Software: Commercial licenses can range from low five figures to higher, per seat per year; open-source reduces license costs but increases engineering effort.
Delivery:
- Small city, 4-step with limited new data: ~US$50k–150k.
- Metro with new surveys and commercial stack: ~US$300k–$1M+.
  Budget ongoing maintenance for annual updates to networks, land use, and counts.

Is a TDM necessary for every city or town?

Not always. Consider lighter methods when:

The question is local/corridor-specific (e.g., one interchange or main street).
The budget and timeline are constrained, and decisions don’t hinge on network-wide redistribution.
You can defend a decision using HCM, ITE trip rates, targeted counts, and microsimulation.
Escalate to a TDM when cumulative, citywide effects matter or when agencies need a consistent forecasting platform for multiple projects.

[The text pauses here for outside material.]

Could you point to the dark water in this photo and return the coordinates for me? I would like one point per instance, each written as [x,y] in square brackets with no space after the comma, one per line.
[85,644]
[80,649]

Practical workflow you can reuse

Scope: Purposes, time periods, geography, KPIs, scenarios.
Data audit: What exists? What must be collected or purchased?
GIS: TAZs, network, GTFS, centroid connectors.
Base model: Trip gen → distribution → mode choice → assignment. Build skims.
Calibration: Follow the sequence above; document every change.
Validation: Independent counts/screenlines, hold-out geographies.
Scenarios: Future land-use, network projects, policy tests.
Documentation & handover: Model spec, user guide, versioned data, scripts.

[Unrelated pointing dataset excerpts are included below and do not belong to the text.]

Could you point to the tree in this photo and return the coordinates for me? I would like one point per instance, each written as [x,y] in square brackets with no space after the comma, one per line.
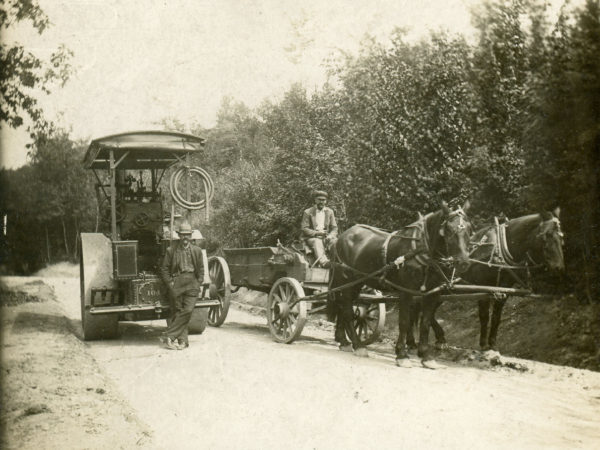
[22,74]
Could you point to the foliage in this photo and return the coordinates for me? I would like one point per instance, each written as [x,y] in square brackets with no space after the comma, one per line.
[47,203]
[509,121]
[23,74]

Common pitfalls (and how to avoid them)

Messy zones: Oversized TAZs hide short trips and distort intrazonals → refine in urban cores.
Untuned speeds: Unrealistic free-flows or BPR parameters → garbage skims and misallocated demand.
Overusing K-factors: Hide structural issues; fix network or data first.
Ignoring transit access: Missing walk links or transfer penalties → inflated transit shares or misassigned paths.
No version control: Use Git; tag calibration milestones; keep a change log.
Poor documentation: Future users can’t reproduce results → create a data dictionary and runbook.

Deliverables clients and agencies expect

Model files + networks + skims for base and forecast years.
Data dictionary and metadata for every table and parameter.
Calibration report with targets, diagnostics, and achieved metrics.
Scenario book: assumptions, results, maps, KPIs.
Run scripts (batch) to reproduce results end-to-end.

FAQ

Four-step vs. ABM? ABM adds behavioral realism but needs more data and skill; 4-step is faster and adequate for many planning questions.
Static vs. DTA? DTA for time-dependent queuing/spillback when peak-period dynamics matter; otherwise static UE suffices.
SUMO’s role? Use SUMO/VISSIM after the TDM to test intersection control, lane use, and queuing for specific projects.